The nucleus accumbens is a tiny group of cells that lie deep in the center of our brains, and it releases the neurotransmitter dopamine. This clump of neurons assesses “how good a reward will be in the future.”
Previous research has shown that the amount of dopamine released here provides information about the size of a reward, the likelihood that it will be received, and how long before it is likely to be delivered.
A new study, which was published recently in the journal Cell Reports, investigates how these dopamine cells signal the passing of time.
The research was carried out at the University of Texas at San Antonio (UTSA) by a team led by Dr. Matthew Wanat, an assistant professor of biology. According to the authors, they wanted to find out whether or not dopamine release could “convey retrospective reward-related information, such as elapsed time.”
Using traditional Pavlovian conditioning, several rats were taught that a particular sound signaled the arrival of a reward. Once this relationship was solidly paired in the rats’ brains, the sound of the signal (with or without the treat) caused a surge in dopamine, which steadily declined once the treat had been received and consumed.
A technique called voltammetry allowed Dr. Wanat and his team to measure the tiny amounts of dopamine being released in the core of the nucleus accumbens with each reward cue.
For this experiment, the researchers used two different tones: the first was presented after a short wait (15–25 seconds), while the second was presented after a longer wait (65–75 seconds). Both tones signaled the same reward, with the same delay from signal to reward. The only difference was the length of time since the previous signal/reward.
They found that more dopamine was released into the brain when the short-wait tone sounded.

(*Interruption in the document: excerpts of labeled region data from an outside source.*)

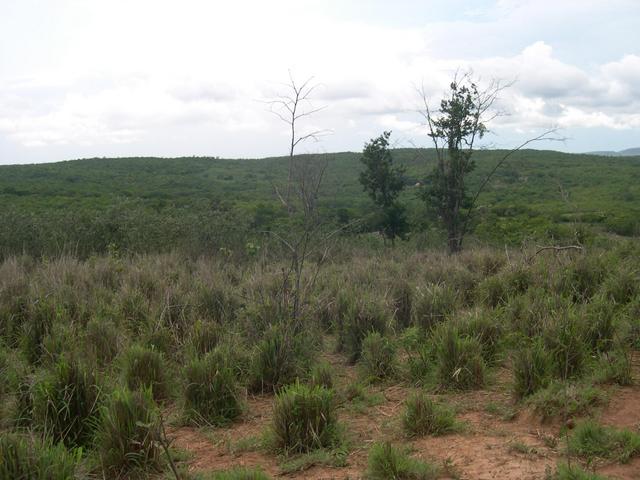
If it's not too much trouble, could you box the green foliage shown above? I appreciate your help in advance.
[402,393,456,437]
[197,467,271,480]
[33,358,100,447]
[184,352,242,425]
[86,318,120,366]
[0,433,82,480]
[339,295,387,363]
[365,442,438,480]
[547,463,607,480]
[569,420,640,463]
[360,132,408,240]
[95,389,162,478]
[413,283,458,330]
[271,383,340,455]
[309,362,334,388]
[249,325,313,392]
[360,332,396,380]
[528,381,607,420]
[512,341,552,398]
[123,345,169,400]
[435,326,485,390]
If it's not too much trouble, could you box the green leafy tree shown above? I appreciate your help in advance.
[360,132,408,241]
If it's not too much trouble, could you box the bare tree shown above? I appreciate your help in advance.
[419,73,559,253]
[267,71,329,212]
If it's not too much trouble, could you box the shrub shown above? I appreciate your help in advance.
[33,358,100,447]
[271,383,339,454]
[513,342,551,398]
[95,389,162,478]
[86,318,120,366]
[309,362,333,388]
[402,393,456,437]
[413,283,459,330]
[184,352,242,425]
[0,433,82,480]
[360,332,396,380]
[339,296,387,363]
[123,345,169,400]
[366,442,438,480]
[569,420,640,463]
[436,326,485,390]
[250,325,310,392]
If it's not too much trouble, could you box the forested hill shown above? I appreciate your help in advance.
[0,149,640,253]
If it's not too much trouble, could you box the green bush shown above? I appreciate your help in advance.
[360,332,396,380]
[365,442,438,480]
[413,283,460,330]
[569,420,640,463]
[33,358,100,447]
[402,393,456,437]
[0,433,82,480]
[513,342,552,398]
[184,352,242,425]
[434,325,485,390]
[95,389,162,478]
[271,383,340,454]
[123,345,169,400]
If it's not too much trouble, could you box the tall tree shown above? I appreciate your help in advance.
[420,74,559,253]
[360,132,407,241]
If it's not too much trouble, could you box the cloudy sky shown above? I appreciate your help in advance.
[0,0,640,164]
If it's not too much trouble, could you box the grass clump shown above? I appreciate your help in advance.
[547,463,607,480]
[528,380,607,420]
[0,433,82,480]
[569,420,640,463]
[402,393,456,437]
[271,383,340,455]
[366,442,438,480]
[95,389,162,478]
[196,467,271,480]
[123,345,169,400]
[513,342,551,399]
[309,362,333,388]
[360,332,396,380]
[436,326,485,390]
[33,358,100,447]
[249,325,312,392]
[184,352,242,425]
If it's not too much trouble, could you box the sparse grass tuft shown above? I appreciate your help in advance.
[271,383,340,455]
[402,393,456,437]
[365,442,438,480]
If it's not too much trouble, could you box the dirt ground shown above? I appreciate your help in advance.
[169,348,640,480]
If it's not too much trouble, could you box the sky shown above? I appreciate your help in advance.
[0,0,640,164]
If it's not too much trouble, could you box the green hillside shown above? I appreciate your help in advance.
[0,149,640,254]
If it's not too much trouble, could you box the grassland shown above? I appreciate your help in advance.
[0,149,640,257]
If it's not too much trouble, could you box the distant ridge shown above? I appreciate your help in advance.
[587,147,640,157]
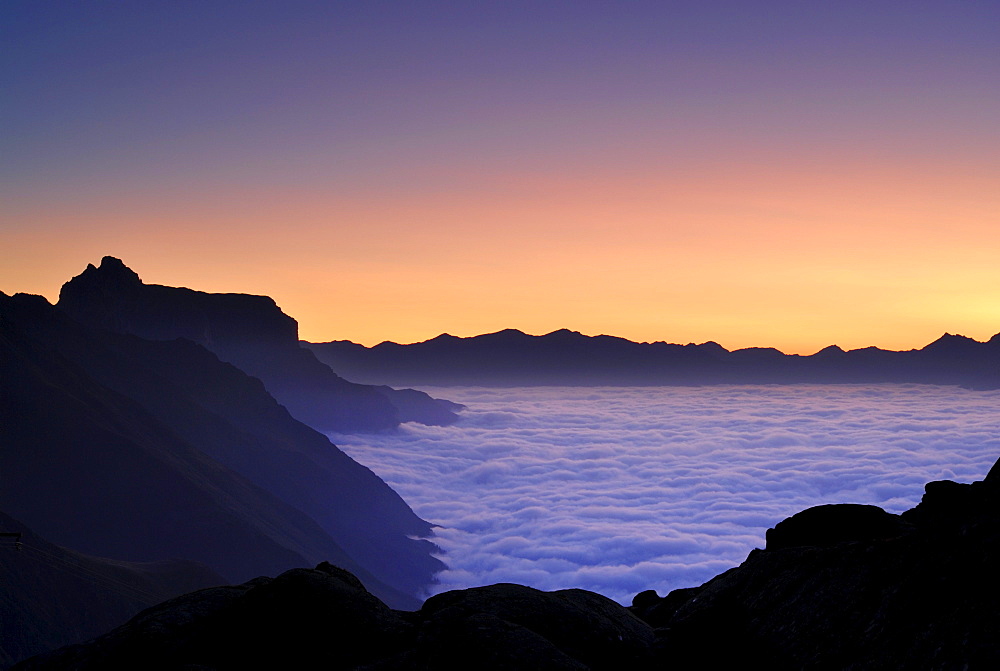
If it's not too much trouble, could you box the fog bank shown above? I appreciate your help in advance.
[330,385,1000,603]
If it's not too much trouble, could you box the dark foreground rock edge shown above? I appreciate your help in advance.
[14,465,1000,669]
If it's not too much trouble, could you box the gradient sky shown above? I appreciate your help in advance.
[0,0,1000,353]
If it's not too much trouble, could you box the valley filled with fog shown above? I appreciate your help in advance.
[330,385,1000,603]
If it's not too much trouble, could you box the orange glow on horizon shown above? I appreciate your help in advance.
[0,154,1000,354]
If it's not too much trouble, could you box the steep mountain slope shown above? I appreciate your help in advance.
[58,257,461,432]
[303,329,1000,389]
[18,466,1000,670]
[0,294,442,607]
[18,456,1000,669]
[0,513,225,668]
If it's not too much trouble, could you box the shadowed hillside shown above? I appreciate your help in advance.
[58,256,461,432]
[17,466,1000,670]
[0,294,443,607]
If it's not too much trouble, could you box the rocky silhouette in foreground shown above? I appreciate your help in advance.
[58,256,462,432]
[15,466,1000,669]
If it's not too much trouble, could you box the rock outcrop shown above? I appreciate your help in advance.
[58,256,461,432]
[17,466,1000,669]
[0,294,443,607]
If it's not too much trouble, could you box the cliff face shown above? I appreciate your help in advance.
[0,294,443,607]
[18,466,1000,669]
[58,257,461,432]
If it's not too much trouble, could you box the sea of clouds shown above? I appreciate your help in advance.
[331,385,1000,604]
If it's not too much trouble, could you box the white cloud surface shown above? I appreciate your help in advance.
[331,385,1000,603]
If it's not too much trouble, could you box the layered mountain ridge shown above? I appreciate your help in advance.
[303,329,1000,389]
[57,256,461,433]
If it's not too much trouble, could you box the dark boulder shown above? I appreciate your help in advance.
[765,503,911,550]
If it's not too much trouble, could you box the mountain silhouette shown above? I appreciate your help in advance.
[16,465,1000,671]
[0,513,225,668]
[303,329,1000,389]
[0,294,443,607]
[58,256,461,432]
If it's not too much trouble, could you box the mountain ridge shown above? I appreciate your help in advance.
[302,329,1000,389]
[62,256,461,433]
[16,462,1000,671]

In other words, as far as the reward system is concerned, a short wait is better than a long wait.
On a basic level, the results are what one might expect: the brain is more excited by the prospect of waiting less time to be rewarded.
Dr. Wanat explains the rationale behind his research, saying, “The big question that we’re focusing on is to identify the brain signals that influence the decisions we make.”
“Many decisions,” he adds, “are based upon comparing the value between cues associated with different rewards. There is a lot of evidence to suggest that these dopamine signals and external cues provide useful value-related signals that could inform our decisions to engage in a behavior.”
Drug addiction is one area of study that will eventually benefit from Dr. Wanat’s findings. Addiction is a behavior fueled by the dopamine reward pathway; the drug “hijacks” these reward centers.
“By figuring out how the dopamine system works in normal and abnormal circumstances,” says Dr. Wanat, “we could potentially identify important changes and the ways that could target the dopamine system to rectify the consequences of those behaviors.”
“A lot has been said about the role of dopamine in reward, but reward is only really important in the context of making choices. Dr. Wanat’s experiments allow direct measurement of dopamine acting in the brain during the process of choosing, and reveals how the brain decides the values of our choices.”
Charles Wilson, Ewing Halsell Distinguished Chair in Biology, UTSA
Dr. Wanat’s ongoing research projects focus on the interplay between memory, stress, and drug addiction. Studies such as this most recent publication are vital steps toward understanding how drug addiction works, and, ultimately, how it might be curtailed.